ALEXANDRIA, Va., Jan. 22, 2013 /PRNewswire-USNewswire/ -- What will public health in the U.S. look like in 2030? To explore this question and identify implications for today's strategies, the Kresge Foundation and the Robert Wood Johnson Foundation (RWJF) have awarded the Institute for Alternative Futures (IAF) funding to develop scenarios describing expectable, challenging, and visionary futures of public health in the U.S.
Local, state, and national organizations and leaders in public health will be able to use the Public Health 2030 Scenarios to consider uncertainties, trends, and forces that will shape public health and public health organizations. The scenarios will offer a tool for them to inform future-oriented and successful long-term strategies and efforts, rather than making decisions and developing programs and systems solely based on the past and present.
IAF's project will consider a comprehensive set of factors that will influence local and national public health. These scenarios will build on IAF's previous work in health and health equity, such as Primary Care 2025, Vulnerability 2030, and Health and Health Care 2032, while also considering public health innovation, public health finance, technologies, automation, evidence-based care and administration, health inequity, and public health roles, policy, and administration.

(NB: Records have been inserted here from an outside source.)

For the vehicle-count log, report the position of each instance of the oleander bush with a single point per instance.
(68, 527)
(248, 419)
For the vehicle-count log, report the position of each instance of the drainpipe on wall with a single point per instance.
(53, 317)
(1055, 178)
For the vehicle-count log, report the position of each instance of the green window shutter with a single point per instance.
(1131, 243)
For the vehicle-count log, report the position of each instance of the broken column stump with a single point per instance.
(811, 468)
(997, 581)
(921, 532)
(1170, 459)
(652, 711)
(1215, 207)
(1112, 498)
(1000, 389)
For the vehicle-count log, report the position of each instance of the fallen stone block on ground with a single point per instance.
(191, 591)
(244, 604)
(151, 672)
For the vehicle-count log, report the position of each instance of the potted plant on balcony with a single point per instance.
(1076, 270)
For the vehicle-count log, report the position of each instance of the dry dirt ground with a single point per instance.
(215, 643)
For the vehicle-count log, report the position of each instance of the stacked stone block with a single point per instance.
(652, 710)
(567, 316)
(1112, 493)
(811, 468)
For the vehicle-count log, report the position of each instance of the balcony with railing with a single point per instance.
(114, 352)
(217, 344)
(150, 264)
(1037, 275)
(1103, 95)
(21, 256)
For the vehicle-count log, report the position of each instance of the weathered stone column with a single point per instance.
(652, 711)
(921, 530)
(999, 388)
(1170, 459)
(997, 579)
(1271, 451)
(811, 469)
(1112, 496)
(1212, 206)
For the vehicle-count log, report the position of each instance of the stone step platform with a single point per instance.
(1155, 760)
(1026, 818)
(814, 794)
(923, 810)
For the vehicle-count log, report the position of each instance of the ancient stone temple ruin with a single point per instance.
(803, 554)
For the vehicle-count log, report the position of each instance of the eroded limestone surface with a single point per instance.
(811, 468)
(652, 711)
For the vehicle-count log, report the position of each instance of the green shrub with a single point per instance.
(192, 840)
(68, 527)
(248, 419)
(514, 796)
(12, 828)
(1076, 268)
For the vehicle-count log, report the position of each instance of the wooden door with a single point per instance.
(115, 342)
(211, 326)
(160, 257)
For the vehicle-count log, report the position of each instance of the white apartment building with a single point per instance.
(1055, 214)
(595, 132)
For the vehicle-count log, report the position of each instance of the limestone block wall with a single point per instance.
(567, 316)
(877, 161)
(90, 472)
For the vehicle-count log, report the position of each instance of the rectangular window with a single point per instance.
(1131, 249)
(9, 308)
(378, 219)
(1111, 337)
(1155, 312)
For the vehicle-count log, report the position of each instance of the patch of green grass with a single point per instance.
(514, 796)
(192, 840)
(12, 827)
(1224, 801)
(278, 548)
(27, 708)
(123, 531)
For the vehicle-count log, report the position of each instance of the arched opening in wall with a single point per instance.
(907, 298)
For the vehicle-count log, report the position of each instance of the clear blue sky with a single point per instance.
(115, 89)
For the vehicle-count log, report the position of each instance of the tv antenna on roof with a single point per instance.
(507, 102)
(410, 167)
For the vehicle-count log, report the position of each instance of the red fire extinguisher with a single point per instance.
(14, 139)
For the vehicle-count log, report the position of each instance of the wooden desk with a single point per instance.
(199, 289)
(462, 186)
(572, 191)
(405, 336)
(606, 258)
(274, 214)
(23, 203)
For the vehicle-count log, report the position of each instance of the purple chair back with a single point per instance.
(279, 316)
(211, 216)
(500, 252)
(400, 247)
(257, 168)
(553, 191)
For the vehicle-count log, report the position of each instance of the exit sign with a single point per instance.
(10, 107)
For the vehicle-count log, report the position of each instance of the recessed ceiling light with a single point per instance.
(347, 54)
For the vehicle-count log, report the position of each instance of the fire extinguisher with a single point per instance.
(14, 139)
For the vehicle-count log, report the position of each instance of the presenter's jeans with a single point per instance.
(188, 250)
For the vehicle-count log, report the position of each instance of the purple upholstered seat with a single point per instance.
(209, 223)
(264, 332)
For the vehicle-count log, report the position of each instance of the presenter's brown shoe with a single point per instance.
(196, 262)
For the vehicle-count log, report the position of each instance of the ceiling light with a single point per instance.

Questions that the scenarios will address include: How will the focus, execution, and evaluation of the 10 essential public health functions change by 2030? Will some of these essential functions be transitioned to private providers, the marketplace, or technology? How will the roles of communities, community-based organizations, and national or regional non-profit organizations in shaping public health grow and change? In what ways will the local, state, and national fiscal and economic challenges impact public health agencies, departments, and personnel? What are sustainable financing options for local health departments? How will public health roles evolve? Will the role of industry and businesses in public health change? What will be the trade-offs and tensions between the regulatory and advocacy roles of public health departments? Will prevention become a more consistent focus of society and health care? How will the media and general public see and interpret public health issues?